It happens every year when the snow hits the parking lot. People forget how to park.
Those of us that go to work every day generally park our cars in a parking lot 5 days a week, 50 weeks a year. We don’t seem to have any trouble getting our car parked between the lines, until it snows. As often as we do the task, you would think that we would totally understand it. A correctly parked car is about 2 feet from the car next to it.
So, what happens when it snows?
I came to work this morning and there was snow in the parking lot and the cars were parked haphazardly. Some cars were parked about 2 feet from the adjacent car as they should be, but others were parked 4 feet and even 6 feet apart.
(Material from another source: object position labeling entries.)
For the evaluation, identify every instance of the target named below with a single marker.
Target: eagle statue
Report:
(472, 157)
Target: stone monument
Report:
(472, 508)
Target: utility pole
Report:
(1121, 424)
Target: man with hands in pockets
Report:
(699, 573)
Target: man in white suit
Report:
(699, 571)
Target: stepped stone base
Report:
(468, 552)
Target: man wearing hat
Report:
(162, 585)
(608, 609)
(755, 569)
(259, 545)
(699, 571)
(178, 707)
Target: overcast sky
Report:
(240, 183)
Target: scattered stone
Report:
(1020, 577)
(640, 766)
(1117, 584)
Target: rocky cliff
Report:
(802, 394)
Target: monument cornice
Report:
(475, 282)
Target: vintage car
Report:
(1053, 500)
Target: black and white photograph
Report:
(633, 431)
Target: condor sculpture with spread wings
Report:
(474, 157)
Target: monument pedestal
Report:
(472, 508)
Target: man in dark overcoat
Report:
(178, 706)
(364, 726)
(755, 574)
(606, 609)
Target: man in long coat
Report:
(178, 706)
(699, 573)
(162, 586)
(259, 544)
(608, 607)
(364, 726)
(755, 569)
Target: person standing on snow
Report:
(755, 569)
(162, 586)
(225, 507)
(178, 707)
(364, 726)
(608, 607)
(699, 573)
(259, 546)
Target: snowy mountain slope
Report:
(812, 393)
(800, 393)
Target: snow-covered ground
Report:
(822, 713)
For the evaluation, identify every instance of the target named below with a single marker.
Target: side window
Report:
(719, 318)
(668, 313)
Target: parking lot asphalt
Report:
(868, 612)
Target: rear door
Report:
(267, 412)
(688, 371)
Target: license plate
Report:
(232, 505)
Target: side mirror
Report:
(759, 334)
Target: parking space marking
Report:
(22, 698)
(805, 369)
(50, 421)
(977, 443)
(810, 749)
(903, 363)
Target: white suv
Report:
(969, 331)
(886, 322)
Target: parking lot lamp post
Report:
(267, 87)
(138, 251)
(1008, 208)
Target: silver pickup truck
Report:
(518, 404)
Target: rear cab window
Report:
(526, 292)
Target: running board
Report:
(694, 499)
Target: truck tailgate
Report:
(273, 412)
Neither of those spacings allows room for another car, although someone may try to squeeze their car into the 6-foot spacing. I don’t understand why this happens. It snows every winter. And it’s not just the first snow that this happens. The bad parking will occur all winter long reducing the parking in each lot by 10 to 20 percent. I find this frustrating.
I see the same thing happen in the classroom. I teach my students a skill and when it is appropriate to use the skill. We practice the skill. And then, a few days or weeks later, we encounter a new situation and my students act like they have never seen the skill needed to solve this new problem. But it is the skill we learned way back and have been using regularly.
What is it that happens in our brains when it snows?